Eye For Film >> Movies >> Driven (2001) Film Review
Driven
Reviewed by: Angus Wolfe Murray
To the uninitiated, motor racing is the noisiest, most dangerous spectator sport on the planet. To speed freaks, it's the closest you'll ever be to nirvana. To moviegoers, the plot lines are limited to who's-going-to-get-the-girl and who's-going-to-win-the-championship.
Driven is Sly Stallone's project. He spent five years researching it, writing the script and finding a co-producer with enough money and enthusiasm. You cannot help but admire his tenacity.
The Finnish-born director, Renny Harlin, became known for big-budget action pictures after Die Hard II. He's a good choice because he's not afraid to take risks and knows how to handle the fast stuff, especially car crashes.
As for the human ingredients, that's a little less straightforward. Racing drivers have the reputation of being focused automatons, or wild men with voracious sexual appetites.
Driven has an automaton (Til Schweiger) as the reigning champion and a rookie kid (Kip Pardue) as the contender, who more-or-less share the affections of the same girl (Estella Warren), although there is nothing menage-a-troisish about it.
Stallone plays a role similar to Robert Duvall's in Days Of Thunder ("Someone who has been to the top of the mountain and stumbled all the way to the bottom"), brought out of retirement to help the kid cope with the pressures of fame and be there for him on the track.
A team of real life drivers, including Jean Alesi, Dario Franchitti, Juan Montoya and Jacques Villeneuve, burn rubber mercilessly around the circuits for the sake of authenticity.
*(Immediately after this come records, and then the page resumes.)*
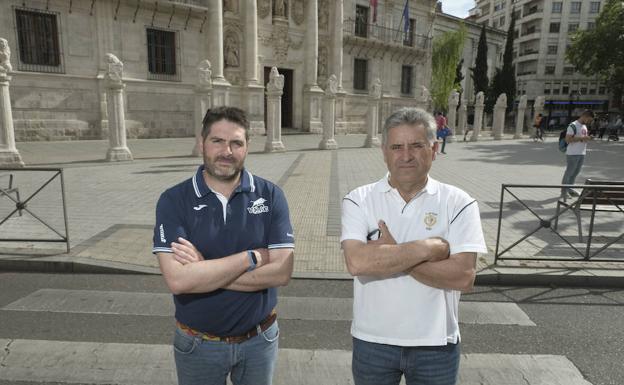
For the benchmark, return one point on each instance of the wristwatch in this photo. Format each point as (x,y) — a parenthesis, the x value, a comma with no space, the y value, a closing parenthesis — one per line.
(253,261)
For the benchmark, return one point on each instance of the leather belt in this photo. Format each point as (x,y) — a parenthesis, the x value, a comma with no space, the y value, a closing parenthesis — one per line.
(262,326)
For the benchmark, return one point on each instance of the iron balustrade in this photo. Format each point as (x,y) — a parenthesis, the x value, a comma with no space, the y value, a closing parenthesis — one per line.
(352,27)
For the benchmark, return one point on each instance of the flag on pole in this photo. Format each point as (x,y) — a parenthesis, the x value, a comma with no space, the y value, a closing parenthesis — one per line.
(373,4)
(406,17)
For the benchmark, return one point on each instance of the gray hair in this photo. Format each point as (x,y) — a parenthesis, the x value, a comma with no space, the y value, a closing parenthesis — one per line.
(411,116)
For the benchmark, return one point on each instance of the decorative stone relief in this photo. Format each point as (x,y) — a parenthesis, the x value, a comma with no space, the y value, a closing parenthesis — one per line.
(264,8)
(298,11)
(230,6)
(323,15)
(204,73)
(276,81)
(332,86)
(232,50)
(5,56)
(114,71)
(281,41)
(322,61)
(375,91)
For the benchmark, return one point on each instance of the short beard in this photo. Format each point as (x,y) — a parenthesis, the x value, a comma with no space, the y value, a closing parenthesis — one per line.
(210,170)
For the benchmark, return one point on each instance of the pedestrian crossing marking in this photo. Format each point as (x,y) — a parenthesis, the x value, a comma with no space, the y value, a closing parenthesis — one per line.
(143,364)
(293,308)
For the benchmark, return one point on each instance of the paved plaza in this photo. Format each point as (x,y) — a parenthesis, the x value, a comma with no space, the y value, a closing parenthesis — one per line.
(110,206)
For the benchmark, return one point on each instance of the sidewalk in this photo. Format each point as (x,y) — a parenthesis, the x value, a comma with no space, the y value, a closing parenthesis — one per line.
(111,205)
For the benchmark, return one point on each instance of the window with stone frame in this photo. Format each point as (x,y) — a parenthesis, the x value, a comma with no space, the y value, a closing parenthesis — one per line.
(408,36)
(361,21)
(407,72)
(557,6)
(575,7)
(360,74)
(38,41)
(162,62)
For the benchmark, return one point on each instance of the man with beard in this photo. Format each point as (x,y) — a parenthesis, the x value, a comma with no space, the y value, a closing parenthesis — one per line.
(224,242)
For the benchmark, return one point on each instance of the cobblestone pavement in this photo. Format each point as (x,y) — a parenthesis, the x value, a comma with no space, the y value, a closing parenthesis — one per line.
(110,206)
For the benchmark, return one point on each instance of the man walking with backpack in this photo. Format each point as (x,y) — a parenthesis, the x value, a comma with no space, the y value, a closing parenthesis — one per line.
(576,138)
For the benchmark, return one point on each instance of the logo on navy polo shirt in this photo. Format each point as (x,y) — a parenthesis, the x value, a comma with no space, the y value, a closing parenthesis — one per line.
(258,206)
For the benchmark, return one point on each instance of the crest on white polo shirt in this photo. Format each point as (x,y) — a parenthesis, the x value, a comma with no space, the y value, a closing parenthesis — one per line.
(430,220)
(258,206)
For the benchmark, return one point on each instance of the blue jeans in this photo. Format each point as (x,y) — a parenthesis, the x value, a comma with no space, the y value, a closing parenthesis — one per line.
(378,364)
(209,362)
(573,168)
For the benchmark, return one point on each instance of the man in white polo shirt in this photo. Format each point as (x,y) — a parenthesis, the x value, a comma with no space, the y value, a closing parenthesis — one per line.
(411,243)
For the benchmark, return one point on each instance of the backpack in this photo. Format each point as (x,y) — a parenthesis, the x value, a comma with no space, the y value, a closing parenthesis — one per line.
(563,145)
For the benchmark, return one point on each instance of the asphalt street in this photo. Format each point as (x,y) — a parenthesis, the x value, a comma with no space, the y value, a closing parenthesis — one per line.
(583,325)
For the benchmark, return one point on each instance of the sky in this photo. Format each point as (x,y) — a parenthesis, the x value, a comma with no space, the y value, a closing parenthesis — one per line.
(457,8)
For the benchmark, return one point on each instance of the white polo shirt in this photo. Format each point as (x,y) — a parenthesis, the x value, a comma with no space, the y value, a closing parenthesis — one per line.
(400,310)
(577,148)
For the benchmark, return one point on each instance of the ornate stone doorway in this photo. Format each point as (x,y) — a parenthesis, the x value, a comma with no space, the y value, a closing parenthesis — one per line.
(287,97)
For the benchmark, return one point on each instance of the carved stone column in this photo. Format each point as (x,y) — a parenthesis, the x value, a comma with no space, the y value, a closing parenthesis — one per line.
(453,102)
(251,42)
(274,92)
(312,93)
(118,150)
(520,117)
(329,115)
(203,102)
(337,55)
(372,115)
(478,121)
(9,156)
(498,126)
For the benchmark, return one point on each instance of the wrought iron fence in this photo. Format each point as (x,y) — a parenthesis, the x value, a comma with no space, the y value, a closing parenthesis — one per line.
(12,195)
(595,197)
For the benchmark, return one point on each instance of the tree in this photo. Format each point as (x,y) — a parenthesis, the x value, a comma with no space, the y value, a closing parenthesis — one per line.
(479,71)
(600,51)
(447,50)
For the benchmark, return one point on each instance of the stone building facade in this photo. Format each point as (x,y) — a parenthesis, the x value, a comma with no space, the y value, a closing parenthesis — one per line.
(542,36)
(59,49)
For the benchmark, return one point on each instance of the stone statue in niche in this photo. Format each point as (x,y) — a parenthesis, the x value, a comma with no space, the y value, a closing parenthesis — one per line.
(204,73)
(279,8)
(5,56)
(231,52)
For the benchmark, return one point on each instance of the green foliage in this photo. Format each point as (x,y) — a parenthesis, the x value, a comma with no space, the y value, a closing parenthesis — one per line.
(479,71)
(600,51)
(447,50)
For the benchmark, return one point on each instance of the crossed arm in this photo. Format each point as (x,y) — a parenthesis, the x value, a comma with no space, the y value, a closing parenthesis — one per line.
(186,271)
(427,260)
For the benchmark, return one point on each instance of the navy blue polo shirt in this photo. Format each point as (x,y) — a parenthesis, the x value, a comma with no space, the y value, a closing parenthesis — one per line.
(255,216)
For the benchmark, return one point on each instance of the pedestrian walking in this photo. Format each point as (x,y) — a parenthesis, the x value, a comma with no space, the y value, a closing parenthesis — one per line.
(224,242)
(577,137)
(411,244)
(442,130)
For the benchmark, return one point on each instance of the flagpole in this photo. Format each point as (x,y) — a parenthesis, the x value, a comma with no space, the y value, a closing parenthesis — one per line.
(402,16)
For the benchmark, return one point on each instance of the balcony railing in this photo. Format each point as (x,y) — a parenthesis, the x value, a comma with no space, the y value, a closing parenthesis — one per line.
(386,35)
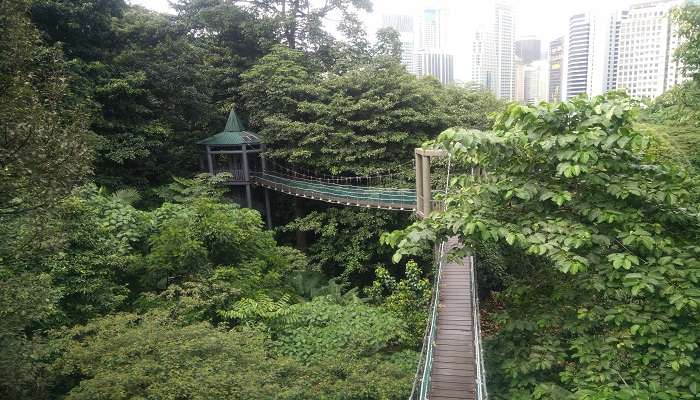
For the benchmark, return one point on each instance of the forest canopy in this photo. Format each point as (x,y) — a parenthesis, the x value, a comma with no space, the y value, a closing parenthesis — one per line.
(125,272)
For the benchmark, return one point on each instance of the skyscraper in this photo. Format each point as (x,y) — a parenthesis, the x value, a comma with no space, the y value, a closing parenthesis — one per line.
(647,41)
(484,59)
(431,58)
(528,49)
(535,81)
(437,64)
(404,25)
(556,59)
(591,53)
(579,55)
(433,29)
(613,48)
(493,63)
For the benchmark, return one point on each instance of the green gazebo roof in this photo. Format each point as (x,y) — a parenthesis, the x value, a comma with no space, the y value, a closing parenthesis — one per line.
(233,134)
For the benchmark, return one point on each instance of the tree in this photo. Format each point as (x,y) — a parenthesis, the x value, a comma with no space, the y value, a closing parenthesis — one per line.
(608,307)
(299,23)
(153,357)
(364,121)
(345,241)
(43,135)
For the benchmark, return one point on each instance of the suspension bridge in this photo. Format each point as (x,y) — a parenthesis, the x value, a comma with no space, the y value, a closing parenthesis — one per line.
(451,364)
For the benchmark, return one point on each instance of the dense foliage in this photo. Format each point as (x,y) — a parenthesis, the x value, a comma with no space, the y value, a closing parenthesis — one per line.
(604,290)
(144,280)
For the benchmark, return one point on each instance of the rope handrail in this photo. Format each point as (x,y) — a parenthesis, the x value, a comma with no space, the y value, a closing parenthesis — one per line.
(333,179)
(316,182)
(364,197)
(426,360)
(358,189)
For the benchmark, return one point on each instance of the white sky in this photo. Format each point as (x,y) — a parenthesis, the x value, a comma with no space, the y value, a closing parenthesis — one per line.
(544,19)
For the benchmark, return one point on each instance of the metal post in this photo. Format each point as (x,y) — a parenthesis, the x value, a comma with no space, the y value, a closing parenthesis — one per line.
(246,177)
(263,162)
(427,193)
(211,160)
(419,183)
(268,210)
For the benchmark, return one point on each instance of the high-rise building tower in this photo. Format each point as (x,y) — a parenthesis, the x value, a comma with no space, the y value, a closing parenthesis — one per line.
(437,64)
(579,55)
(493,60)
(404,25)
(535,81)
(647,41)
(528,50)
(484,59)
(613,48)
(431,58)
(433,29)
(591,53)
(556,69)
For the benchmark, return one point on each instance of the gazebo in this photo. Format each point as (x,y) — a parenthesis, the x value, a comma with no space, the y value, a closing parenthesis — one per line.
(238,152)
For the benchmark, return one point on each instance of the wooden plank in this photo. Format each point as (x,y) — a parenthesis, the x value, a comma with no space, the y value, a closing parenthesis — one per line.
(453,370)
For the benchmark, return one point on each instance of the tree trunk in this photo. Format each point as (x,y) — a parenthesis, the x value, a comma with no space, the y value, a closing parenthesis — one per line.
(299,213)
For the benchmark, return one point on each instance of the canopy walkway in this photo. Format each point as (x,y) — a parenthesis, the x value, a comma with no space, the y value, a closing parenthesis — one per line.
(349,195)
(451,365)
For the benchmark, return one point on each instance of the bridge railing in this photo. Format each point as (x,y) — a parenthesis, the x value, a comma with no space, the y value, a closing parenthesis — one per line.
(393,199)
(421,383)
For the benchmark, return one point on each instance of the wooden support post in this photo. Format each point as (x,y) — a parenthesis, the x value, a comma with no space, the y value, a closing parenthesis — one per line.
(427,192)
(263,162)
(419,183)
(246,177)
(211,160)
(268,210)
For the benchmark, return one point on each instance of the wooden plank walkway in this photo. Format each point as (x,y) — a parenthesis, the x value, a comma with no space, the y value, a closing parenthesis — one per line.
(453,375)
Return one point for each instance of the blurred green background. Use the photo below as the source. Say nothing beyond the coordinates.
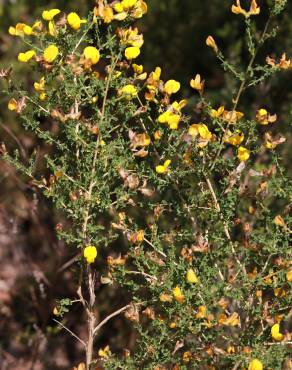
(31, 258)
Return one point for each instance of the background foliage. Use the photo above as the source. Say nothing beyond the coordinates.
(175, 33)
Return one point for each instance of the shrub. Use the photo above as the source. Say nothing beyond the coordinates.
(189, 214)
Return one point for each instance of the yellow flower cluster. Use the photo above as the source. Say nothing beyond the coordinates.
(90, 253)
(128, 91)
(275, 332)
(201, 131)
(173, 114)
(22, 29)
(178, 295)
(163, 168)
(75, 21)
(254, 9)
(91, 54)
(255, 364)
(264, 117)
(120, 10)
(40, 88)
The action sequences are state-of-the-art and there is a chase through the busy streets of Chicago in racing cars that is genuinely thrilling.
Stallone's script passes muster within the confines of a well-defined structure. The characters have enough individuality to live and breathe outside their stereotypes, except Burt Reynolds's disabled team boss, who remains as artificially taut as the skin on his face.
Gina Gerson, as Stallone's ex, now married to a Chilean driver ("He's a younger, better you"), is brutally bitchy. Robert Sean Leonard, as Pardue's brother and manager, cuts a mean swathe through sibling blood ties. Warren has recovered from being the token tottie in The Planet Of The Apes and proves that she's not just a Canadian model who once competed at synchronised swimming.
Pardue has blond good looks, prevalent in the Hollywood Identikit youth market, without managing to discover a personality. Stallone, on the other hand, has found a new role as character actor. By standing back, he stands out.